Migrating style and script tags from node bodies into Code per Node

For a recent project, I needed to migrate anything inside <script> and <style> tags that were embedded with other content inside the body field of Drupal 6 nodes into separate Code per Node-provided fields for Javascript and CSS. (Code per Node is a handy module that lets content authors easily manage CSS/JS per node/block, and saves the styles and scripts to the filesystem for inclusion when the node is rendered—read more about CPN goodness here).

The key is to get all the styles and scripts into a string (separately), then pass that data into an array in the format:

<?php
$node
->cpn = array(
 
'css' => '<string of CSS without <style> tags goes here>',
 
'js' => '<string of Javascript without <script> tags goes here>',
);
?>

Then you can save your node with node_save(), and the CSS/JS will be stored via Code per Node.

For a migration using the Migrate module, the easiest way to do this (in my opinion) is to implement the prepare() method, and put the JS/CSS into your node's cpn variable through a helper function, like so:

First, put implement the prepare() method in your migration class:

<?php
 
/**
   * Make changes to the entity immediately before it is saved.
   */
 
public function prepare($entity, $row) {
   
// Process the body and move <script> and <style> tags to Code per Node.
   
if (isset($entity->body[$entity->language][0])) {
     
$processed_info = custom_process_body_for_cpn($entity->body[$entity->language][0]['value']);
     
$entity->body[$entity->language][0]['value'] = $processed_info['body'];
     
$entity->cpn = $processed_info['cpn'];
    }
  }
?>

Then, add a helper function like the following in your migrate module's .module file (assuming your migrate module is named 'custom'):

<?php
/**
* Break out style and script tags in body content into a Code per Node array.
*
* This function uses regular expressions to grab the content inside <script>
* and <style> tags inside the given body HTML, then put them into separate keys
* in an array that can be set as $node->cpn for a node before saving, which
* will store the scripts and styles in the appropriate fields for the Code per
* Node module.
*
* Why regex?

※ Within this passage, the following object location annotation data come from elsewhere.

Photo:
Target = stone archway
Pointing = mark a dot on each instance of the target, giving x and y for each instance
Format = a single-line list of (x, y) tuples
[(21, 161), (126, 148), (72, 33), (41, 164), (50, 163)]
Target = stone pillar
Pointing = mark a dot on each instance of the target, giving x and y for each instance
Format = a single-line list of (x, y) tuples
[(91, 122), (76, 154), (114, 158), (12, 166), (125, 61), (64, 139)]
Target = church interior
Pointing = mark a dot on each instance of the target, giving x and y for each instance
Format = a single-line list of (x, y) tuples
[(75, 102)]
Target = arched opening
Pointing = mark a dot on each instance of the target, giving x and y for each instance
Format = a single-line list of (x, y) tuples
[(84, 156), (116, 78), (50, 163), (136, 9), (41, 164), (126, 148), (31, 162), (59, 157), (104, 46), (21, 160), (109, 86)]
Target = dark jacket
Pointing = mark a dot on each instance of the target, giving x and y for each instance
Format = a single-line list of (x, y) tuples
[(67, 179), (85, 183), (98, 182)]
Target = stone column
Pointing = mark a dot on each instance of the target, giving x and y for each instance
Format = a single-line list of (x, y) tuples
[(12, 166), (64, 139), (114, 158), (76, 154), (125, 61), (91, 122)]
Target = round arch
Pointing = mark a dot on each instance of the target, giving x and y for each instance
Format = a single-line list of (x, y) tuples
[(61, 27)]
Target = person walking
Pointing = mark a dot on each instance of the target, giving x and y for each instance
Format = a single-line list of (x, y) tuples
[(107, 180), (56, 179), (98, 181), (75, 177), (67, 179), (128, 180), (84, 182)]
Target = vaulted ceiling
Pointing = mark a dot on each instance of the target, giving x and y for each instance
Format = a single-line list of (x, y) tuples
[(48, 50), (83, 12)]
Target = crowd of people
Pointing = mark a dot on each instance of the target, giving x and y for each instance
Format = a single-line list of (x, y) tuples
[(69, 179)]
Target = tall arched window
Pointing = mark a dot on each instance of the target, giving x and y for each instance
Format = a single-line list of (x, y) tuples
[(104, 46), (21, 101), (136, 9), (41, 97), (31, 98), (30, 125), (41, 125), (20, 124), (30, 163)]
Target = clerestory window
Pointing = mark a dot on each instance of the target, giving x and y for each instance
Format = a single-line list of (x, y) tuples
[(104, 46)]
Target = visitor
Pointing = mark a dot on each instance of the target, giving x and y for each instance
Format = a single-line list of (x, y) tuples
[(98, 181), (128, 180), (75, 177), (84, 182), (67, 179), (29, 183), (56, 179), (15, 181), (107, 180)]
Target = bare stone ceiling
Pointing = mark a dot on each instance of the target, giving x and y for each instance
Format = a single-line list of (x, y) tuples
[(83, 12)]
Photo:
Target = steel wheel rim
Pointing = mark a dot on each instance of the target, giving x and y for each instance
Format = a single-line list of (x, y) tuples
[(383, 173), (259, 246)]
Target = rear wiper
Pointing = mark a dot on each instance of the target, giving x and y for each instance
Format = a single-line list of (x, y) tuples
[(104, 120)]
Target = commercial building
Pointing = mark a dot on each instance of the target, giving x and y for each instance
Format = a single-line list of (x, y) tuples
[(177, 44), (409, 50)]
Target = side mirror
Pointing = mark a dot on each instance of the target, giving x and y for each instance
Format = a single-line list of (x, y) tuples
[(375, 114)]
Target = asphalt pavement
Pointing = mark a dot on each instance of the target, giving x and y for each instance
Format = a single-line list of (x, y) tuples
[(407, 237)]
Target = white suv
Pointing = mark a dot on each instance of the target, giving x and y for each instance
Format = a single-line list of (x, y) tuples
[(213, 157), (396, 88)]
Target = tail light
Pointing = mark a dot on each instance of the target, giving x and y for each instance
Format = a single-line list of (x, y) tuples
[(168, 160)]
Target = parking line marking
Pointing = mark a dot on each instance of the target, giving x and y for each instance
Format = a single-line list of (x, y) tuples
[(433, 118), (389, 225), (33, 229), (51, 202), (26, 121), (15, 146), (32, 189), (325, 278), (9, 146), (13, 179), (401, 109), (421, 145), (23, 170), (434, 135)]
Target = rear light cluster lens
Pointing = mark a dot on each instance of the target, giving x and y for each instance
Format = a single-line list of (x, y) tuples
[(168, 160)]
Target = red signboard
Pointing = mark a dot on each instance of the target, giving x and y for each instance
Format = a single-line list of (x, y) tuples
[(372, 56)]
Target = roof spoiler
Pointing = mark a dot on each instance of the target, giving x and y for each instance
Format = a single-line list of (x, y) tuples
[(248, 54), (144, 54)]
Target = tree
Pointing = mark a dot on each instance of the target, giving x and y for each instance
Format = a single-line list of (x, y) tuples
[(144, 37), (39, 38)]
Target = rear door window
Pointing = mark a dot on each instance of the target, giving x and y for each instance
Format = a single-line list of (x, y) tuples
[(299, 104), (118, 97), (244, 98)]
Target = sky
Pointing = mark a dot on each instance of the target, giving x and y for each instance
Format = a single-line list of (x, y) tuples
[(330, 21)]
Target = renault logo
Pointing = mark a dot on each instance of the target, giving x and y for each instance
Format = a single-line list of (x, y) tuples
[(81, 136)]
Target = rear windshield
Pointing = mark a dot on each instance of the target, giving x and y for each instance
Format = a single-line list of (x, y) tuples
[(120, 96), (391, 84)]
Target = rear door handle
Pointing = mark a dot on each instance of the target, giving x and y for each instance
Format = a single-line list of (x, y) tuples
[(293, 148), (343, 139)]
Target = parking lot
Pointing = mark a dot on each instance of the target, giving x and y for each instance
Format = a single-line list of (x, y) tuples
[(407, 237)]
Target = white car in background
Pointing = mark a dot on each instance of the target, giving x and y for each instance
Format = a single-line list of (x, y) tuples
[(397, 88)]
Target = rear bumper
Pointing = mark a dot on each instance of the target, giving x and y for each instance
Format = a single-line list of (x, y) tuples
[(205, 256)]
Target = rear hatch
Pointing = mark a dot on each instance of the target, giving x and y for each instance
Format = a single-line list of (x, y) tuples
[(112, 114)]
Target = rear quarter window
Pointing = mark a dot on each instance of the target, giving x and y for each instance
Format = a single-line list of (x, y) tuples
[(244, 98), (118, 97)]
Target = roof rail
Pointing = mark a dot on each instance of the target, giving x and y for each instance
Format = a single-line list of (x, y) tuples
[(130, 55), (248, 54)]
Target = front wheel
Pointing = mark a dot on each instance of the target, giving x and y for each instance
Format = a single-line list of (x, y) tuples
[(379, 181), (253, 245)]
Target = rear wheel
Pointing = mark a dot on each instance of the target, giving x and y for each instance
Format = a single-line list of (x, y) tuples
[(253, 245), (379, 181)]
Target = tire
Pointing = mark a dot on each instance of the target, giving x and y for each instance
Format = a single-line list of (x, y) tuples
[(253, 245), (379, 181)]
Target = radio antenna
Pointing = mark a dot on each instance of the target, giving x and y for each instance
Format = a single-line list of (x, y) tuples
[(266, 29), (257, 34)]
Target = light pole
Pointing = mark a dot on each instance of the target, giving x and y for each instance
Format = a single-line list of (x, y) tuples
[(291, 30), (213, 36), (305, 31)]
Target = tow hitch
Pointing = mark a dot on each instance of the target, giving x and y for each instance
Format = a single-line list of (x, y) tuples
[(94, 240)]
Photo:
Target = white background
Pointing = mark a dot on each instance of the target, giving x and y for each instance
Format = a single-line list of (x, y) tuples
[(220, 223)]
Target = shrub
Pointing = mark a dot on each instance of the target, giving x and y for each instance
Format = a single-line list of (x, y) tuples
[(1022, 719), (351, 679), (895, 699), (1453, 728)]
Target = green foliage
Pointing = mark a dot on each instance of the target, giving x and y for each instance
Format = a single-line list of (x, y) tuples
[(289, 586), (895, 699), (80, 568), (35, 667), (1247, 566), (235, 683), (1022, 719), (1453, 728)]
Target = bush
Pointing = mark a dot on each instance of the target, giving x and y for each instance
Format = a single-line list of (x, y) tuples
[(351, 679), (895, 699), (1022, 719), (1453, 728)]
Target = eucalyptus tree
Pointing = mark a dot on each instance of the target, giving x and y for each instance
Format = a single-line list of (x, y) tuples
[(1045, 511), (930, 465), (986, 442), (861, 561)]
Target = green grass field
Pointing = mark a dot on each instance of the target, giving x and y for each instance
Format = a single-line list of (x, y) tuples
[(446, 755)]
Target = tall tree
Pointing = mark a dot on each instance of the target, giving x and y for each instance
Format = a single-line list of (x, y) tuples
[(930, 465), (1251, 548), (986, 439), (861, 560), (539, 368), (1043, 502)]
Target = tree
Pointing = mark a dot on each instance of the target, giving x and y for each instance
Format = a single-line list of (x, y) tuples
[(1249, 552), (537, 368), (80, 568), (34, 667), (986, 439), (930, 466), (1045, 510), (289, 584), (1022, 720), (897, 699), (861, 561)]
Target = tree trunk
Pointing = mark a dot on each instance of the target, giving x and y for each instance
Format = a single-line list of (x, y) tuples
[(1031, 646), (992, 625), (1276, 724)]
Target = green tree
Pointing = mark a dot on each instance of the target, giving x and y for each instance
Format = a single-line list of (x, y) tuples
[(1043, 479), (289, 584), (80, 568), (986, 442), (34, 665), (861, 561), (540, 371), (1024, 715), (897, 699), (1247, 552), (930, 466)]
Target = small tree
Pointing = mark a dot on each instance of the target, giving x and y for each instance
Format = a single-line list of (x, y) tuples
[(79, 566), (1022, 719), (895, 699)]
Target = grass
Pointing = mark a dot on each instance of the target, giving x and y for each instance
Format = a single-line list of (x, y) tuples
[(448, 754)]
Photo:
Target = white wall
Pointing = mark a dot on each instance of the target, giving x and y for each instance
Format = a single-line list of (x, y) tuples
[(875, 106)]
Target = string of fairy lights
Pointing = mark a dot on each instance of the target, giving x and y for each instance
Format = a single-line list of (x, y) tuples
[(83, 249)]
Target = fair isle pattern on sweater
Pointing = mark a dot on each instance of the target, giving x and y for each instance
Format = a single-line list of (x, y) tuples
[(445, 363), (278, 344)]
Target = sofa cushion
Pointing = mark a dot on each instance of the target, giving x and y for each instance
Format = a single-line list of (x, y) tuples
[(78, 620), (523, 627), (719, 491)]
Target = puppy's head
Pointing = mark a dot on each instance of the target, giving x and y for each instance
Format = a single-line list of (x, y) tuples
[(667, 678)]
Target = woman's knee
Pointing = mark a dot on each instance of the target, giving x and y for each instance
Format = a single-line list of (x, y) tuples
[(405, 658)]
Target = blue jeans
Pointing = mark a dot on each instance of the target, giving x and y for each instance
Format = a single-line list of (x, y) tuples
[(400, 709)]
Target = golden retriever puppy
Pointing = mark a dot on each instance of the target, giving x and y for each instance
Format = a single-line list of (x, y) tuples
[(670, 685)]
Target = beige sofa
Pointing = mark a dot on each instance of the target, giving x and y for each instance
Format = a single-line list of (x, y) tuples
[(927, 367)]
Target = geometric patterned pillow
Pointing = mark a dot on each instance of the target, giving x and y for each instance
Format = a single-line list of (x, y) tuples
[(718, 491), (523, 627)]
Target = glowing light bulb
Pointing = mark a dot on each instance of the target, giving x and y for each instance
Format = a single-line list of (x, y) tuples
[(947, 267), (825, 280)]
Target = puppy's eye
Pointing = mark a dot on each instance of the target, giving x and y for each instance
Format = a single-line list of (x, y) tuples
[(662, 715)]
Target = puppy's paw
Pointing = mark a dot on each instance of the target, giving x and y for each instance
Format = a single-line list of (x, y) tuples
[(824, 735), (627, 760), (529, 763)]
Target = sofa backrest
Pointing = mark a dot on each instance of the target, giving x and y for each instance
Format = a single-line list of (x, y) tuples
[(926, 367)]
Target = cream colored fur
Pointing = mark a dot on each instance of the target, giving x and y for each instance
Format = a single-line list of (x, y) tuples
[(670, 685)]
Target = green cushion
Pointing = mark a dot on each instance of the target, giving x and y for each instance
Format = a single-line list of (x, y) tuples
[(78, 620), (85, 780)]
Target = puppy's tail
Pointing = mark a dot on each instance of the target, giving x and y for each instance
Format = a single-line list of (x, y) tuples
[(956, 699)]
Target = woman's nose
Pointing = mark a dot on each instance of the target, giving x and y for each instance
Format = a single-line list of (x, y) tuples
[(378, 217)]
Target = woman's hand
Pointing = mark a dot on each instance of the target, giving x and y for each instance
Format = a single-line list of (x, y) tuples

I originally tried using PHP's DOMDocument to process the HTML,
* but besides being overly verbose with error messages on all but the most
* pristine markup, DOMDocument processed tags poorly; if there were multiple
* script tags, or cases where script tags were inside certain other tags, only
* one or two of the matches would work. Yuck.
*
* Regex is evil, but in this case necessary.
*
* @param string $body
*   HTML string that could potentially contain script and style tags.
*
* @return array
*   Array with the following elements:
*     cpn: array with 'js' and 'css' keys containing corresponding strings.
*     body: same as the body passed in, but without any script or style tags.
*/
function custom_process_body_for_cpn($body) {
 
$cpn = array('js' => '', 'css' => '');

 
// Search for script and style tags.
 
$tags = array(
   
'script' => 'js',
   
'style' => 'css',
  );
  foreach (
$tags as $tag => $type) {
   
// Use a regular expression to match the tag and grab the text inside.
   
preg_match_all("/<$tag.*?>
(.*?)<\/$tag>/is", $body, $matches, PREG_SET_ORDER);
    if (!empty($matches)) {
      foreach ($matches as $match_set) {
        // Remove the first item in the set (it still has the matched tags).
        unset($match_set[0]);
        // Loop through the matches.
        foreach ($match_set as $match) {
          $match = trim($match);
          // Some tags, like script tags for embedded videos, are empty, and
          // shouldn't be removed, so check to make sure there's a value.
          if (!empty($match)) {
            // Remove the text from the body.
            $body = preg_replace("/<$tag.*?>(.*?)<\/$tag>/is", '', $body);
            // Add the tag contents to the cpn array.
            $cpn[$type] .= $match . "\r\n\r\n";
          }
        }
      }
    }
  }

  // Return the updated body and CPN array.
  return array(
    'cpn' => $cpn,
    'body' => $body,
  );
}
?>

If you were using another solution like the CSS module in Drupal 6, and need to migrate to Code per Node, your processing will be a little different, and you might need to do some work in your migration class' prepareRow() method instead. The main thing is to get the CSS/Javascript into the $node->cpn array, then save the node. The Code per Node module will do the rest.

Comments

Thanks Jeff.

You taught me something with the reference to the Migrate modules prepare() function.
This approach could be useful for many other migration / cleanups tasks.

All the best,
Guy

I came across this when I released Inline CSS Checker and got pointed by @DamienMcKenna to CPN, which has a link to this post.

Besides using regexes, another option in some cases might be to use DOMDocument and DOMXPath as I did. I'm not 100% sure if DOMDocument::saveHTML() renders the HTML the same way it read it, though, but it seems to do a decent job.

See my note in the function comments on why I used regex; unfortunately, DOMDocument seems to not enjoy parsing any less-than-stellar HTML (for example, if someone puts a <script> tag inside another <script> tag, DOMDocument will stop finding anything beyond the first bit of the first tag contents), at least in my experience.

For many (if not most) situations, DOMDocument is far superior than regex, but sometimes, you have to get your hands a bit dirty and do something the wrong way, so it works :)